Les marchés en jugement (1)

Il n'est pas rare d'entendre accuser "les marchés" de tous les maux de l'économie. Les marchés sont le pilier de l'économie libérale, et celle-ci, elle aussi, est l'objet de nombreuses critiques.

Mais quoi d'autre?

Pourtant, ils semblent bien répondre à un indéniable besoin: celui de faciliter les échanges entre vendeurs et acheteurs. Les marchés sont avant tout une étiquette que l'on appose sur une réalité: l'ensemble des échanges économiques.

Lorsqu'on les organise quelque peu, c'est pour que ce besoin soit rempli avec plus de transparence et d'efficacité. Par quoi pourrait-on remplacer les marchés? La seule alternative essayée jusqu'ici fut de charger une autorité centrale de fixer les quantités à produire et à consommer, ainsi que les prix auxquels doivent s'échanger les biens et services.

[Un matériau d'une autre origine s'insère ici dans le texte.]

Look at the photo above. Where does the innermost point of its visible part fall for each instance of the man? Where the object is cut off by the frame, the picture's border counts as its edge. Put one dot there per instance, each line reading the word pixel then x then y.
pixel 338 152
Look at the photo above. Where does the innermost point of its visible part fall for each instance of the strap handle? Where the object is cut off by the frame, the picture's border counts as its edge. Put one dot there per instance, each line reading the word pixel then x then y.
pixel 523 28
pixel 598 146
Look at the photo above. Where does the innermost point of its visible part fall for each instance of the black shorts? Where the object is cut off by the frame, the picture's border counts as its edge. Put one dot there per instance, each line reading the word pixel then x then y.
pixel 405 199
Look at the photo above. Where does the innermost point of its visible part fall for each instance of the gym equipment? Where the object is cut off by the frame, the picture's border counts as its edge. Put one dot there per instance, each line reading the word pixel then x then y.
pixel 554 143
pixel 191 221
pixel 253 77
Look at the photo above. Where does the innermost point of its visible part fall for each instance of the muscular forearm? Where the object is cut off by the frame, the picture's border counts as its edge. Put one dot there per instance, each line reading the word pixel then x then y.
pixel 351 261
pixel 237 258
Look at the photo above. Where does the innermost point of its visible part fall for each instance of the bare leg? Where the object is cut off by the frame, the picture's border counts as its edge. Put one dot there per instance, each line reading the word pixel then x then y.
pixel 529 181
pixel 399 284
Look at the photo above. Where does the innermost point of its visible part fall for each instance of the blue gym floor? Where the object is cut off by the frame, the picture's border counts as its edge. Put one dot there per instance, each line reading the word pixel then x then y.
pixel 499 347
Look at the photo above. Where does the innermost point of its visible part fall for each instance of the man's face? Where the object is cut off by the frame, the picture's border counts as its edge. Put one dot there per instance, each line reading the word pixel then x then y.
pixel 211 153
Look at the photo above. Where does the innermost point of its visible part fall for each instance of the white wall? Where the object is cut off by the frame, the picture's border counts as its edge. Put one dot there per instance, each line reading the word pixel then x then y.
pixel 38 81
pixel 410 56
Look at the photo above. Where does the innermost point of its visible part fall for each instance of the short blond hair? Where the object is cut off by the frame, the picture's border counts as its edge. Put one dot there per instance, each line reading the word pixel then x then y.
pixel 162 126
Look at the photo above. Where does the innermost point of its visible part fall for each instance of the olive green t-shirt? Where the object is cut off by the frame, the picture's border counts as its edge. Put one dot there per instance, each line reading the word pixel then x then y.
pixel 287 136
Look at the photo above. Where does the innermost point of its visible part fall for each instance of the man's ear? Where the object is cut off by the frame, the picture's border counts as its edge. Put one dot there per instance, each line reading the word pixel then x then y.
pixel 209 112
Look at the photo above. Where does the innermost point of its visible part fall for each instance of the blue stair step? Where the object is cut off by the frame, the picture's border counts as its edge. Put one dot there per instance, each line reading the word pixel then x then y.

Ce système a été testé, dans le cadre du communisme. Il s'est montré incapable de répondre correctement à l'offre et à la demande des agents économiques.

Les marchés paraissent donc nécessaires, osons même affirmer qu'ils le sont. Sont-ils parfaits pour autant?

Le marché parfait: un but, une utopie. La régulation

Le marché parfait est une sorte d'outil théorique facilitant la réflexion des économistes. Il constitue aussi un idéal que l'on s'efforce d'atteindre:

- un marché où l'information sur les quantités, les qualités et les prix serait claire et totale;
- un marché où la concurrence serait parfaite, elle aussi;
-
un marché où les comportements des acheteurs et vendeurs pourrait s'exercer de façon totalement rationnelle.

Cet idéal, on ne peut que s'efforcer d'en approcher, en fixant aux marchés certaines règles de fonctionnement: c'est la régulation des marchés. La régulation: un objet permanent de débat, car il est difficile d'éviter à la fois deux écueils:

-
soit, par un défaut de régulation, favoriser les lacunes d'information et de concurrence;
-
soit, par excès de régulation, introduire des rigidités qui empêchent les marchés de remplir leurs fonctions essentielles.

Les rapports de force

Dans un marché libre, il est difficile d'éviter les rapports de force. Les concurrents ne sont jamais en totale égalité. Le plus puissant sera forcément mieux informé, moins menacé par les aléas, mieux en mesure de défendre ses intérêts.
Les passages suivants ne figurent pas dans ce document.